- Chef Jeremy Lovell
How To Make Trini Curry Duck
Our friends at Khan’s Poultry & Meats sent us some of their popular curry-seasoned duck, so, it was only fitting that we head in de yard to bubble ah pot!
Yield: Serves 8 to 10 Persons
Cook Time: Approximately 1 hour
Seasoning of Duck – 30 minutes
Marinating Time – 4hrs or overnight
Duck – 6 lbs. (cleaned and cut up into 2-inch pieces)
Washing of Duck:
Lime juice – 4 tbsp
Water – 6 cups
Pimento peppers - 3 tbsp (finely chopped)
Garlic - 3 tbsp (finely chopped)
Chadon Beni - 3 tbsp (finely chopped)
Onion - 3 tbsp (finely chopped)
Whole Hot pepper – 1
Mustard oil - 2 tbsp (substitute – vegetable oil)
Fine Thyme - 2 tbsp (finely chopped)
Curry powder - 3 tbsp
Ground geera/ground cumin - 2 tbsp
Chive - 3 tbsp
Black pepper - 1 tbsp
Salt – to taste
Bay leaf - 1
Ingredients to Chunkay/Sauté:
Mustard oil - 3 tbsp (substitute – vegetables oil)
Garlic cloves – 4 whole cloves
Onion chopped - 3 tbsp
Pimento peppers -3 tbsp (finely chopped)
Curry powder - 4 tbsp
Water- 3 tbsp + 1 ½ cups
Washing of Duck:
Using a large bowl; add duck, lime juice and water.
Let soak for 15 minutes, then rinse thoroughly in bowl under running water.
After thoroughly rinsing strain out all water.
Seasoning of Duck:
Add all ingredients listed in the seasoning mix to washed duck and mix for 5 minutes.
Allow duck to marinate over night or for at least 4 hours.
Using a medium sized bowl, add all ingredients listed under Chunkay except oil and mix.
Place heavy metal pot or skillet on stove.
Add oil for Chunkay and allow to heat up.
When pot and oil is very hot add Chunkay ingredients and stir.
Allow to cook for 5 minutes.
Cooking of Duck:
Add seasoned duck to chunkayed/sautéed ingredients, stir thoroughly and cover.

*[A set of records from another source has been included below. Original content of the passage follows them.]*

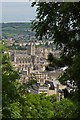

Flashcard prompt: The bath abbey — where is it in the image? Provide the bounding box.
[9,42,66,95]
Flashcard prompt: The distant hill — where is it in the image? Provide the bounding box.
[2,23,35,39]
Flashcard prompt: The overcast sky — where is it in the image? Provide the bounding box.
[2,2,36,22]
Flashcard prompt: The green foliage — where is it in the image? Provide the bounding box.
[53,99,78,119]
[0,43,20,118]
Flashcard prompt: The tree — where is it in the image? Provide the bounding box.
[32,2,80,117]
[0,41,21,119]
[53,99,78,119]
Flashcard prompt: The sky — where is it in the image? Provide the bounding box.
[2,1,36,22]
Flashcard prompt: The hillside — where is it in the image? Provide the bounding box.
[2,23,35,39]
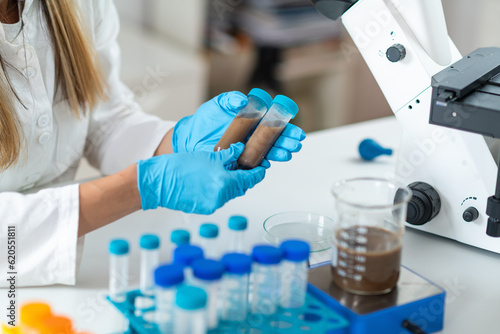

Let duck cook for 30 minutes then check for liquid levels, allow duck to spring its own liquid before adding water.
If water is needed add 1 ½ cup.
Cook for a further 30 minutes then check for tenderness of duck or if meat is starting to fall off bone easily.
You can add additional water if so desired at this point.
If duck is not to your tenderness after 1 hour allow to cook until duck is to your preference. Keep liquid level at half the amount of duck while cooking.
The process of sautéing by added ingredients such as garlic, onions, pimento and other spices to very hot oil to enhance their flavors.